A number of variants of PNs have been enriched so as to make tokens able to carry data and transitions aware of the data, as in the case of Workflow nets enriched with data [10, 15], the model adopted by the business process community. In  [15] Workflow Net transitions are enriched with information about data (e.g., a variable request) and about how it is used by the activity (for reading or writing purposes). Nevertheless, these nets do not consider data values (e.g., in the example of Sect. 2.2 we would not be aware of the values of the variable request that T4 is enabled to write). They only allow for the identification of whether the value of the data element is defined or undefined, thus limiting the reasoning capabilities that can be provided on top of them. For instance, in the example of Sect. 2.2, we would not be able to discriminate between the worker and the student loan for the trace in Sect. (2.2), as we would only be aware that request is defined after T4.

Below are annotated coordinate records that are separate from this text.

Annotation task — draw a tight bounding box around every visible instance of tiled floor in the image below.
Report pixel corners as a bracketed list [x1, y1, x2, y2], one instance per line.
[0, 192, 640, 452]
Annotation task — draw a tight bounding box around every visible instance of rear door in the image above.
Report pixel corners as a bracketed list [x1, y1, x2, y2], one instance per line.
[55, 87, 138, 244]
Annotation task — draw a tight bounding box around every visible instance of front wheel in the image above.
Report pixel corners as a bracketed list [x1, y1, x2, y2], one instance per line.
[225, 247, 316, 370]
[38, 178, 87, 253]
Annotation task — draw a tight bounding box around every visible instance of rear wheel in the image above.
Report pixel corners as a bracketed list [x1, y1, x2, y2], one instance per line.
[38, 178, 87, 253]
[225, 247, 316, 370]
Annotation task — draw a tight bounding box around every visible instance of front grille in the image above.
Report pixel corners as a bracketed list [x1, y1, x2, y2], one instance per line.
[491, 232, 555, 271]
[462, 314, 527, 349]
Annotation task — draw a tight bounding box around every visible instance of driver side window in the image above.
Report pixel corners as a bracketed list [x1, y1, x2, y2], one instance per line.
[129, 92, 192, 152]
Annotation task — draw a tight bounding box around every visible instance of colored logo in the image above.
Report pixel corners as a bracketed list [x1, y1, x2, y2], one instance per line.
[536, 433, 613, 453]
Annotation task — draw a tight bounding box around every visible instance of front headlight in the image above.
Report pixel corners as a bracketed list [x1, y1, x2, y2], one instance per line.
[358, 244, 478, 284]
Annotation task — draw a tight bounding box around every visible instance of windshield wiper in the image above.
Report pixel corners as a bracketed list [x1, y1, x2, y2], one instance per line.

The problem of incomplete traces has been investigated in a number of works of trace alignment in the field of process mining, where it still represents one of the challenges. Several works have addressed the problem of aligning event logs and procedural models, without [2] and with [10, 11] data. All these works, however, explore the search space of possible moves in order to find the best one aligning the log and the model. Differently from them, we assume that the model is correct and we focus on the repair of incomplete execution traces. Moreover, we exploit state-of-the-art planning techniques to reason on control and data flow rather than solving an optimisation problem.

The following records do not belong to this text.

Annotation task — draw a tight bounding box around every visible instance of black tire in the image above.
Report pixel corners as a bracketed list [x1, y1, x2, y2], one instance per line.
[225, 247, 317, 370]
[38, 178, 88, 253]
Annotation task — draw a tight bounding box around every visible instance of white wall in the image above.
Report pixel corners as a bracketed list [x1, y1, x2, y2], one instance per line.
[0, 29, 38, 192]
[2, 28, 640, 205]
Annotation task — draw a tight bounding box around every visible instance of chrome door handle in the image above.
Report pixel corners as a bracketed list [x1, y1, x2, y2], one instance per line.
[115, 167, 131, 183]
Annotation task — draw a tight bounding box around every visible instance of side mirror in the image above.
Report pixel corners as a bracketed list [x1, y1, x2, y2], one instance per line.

We can overall divide the approaches facing the problem of reconstructing flows of model activities given a partial set of information in two groups: quantitative and qualitative. The former rely on the availability of a probabilistic model of execution and knowledge. For example, in [14], the authors exploit stochastic PNs and Bayesian Networks to recover missing information (activities and their durations). The latter stand on the idea of describing “possible outcomes” regardless of likelihood; hence, knowledge about the world will consist of equally likely “alternative worlds” given the available observations in time, as in this work. For example, in [3] the same issue of reconstructing missing information has been tackled by reformulating it in terms of a Satisfiability(SAT) problem rather than as a planning problem.

Planning techniques have already been used in the context of business processes, e.g., for the construction and adaptation of autonomous process models [13]. In [4] automated planning techniques have been applied for aligning execution traces and declarative models. As in this work, in [6], planning techniques have been used for addressing the problem of incomplete execution traces with respect to procedural models.

However, differently from the two approaches above, this work uses for the first time planning techniques to target the problem of completing incomplete execution traces with respect to a procedural model that also takes into account data and the value they can assume.

Despite this work mainly focuses on the problem of trace completion, the proposed automated planning approach can easily exploit reachability for model satisfiability and trace compliance and furthermore can be easily extended also for aligning data-aware procedural models and execution traces. Moreover, the presented encoding in the planning language \(\mathcal {K}\), can be directly adapted to other action languages with an expressiveness comparable to \(\mathcal {C}\) [12]. In the future, we would like to explore these extensions and implement the proposed approach and its variants in a prototype.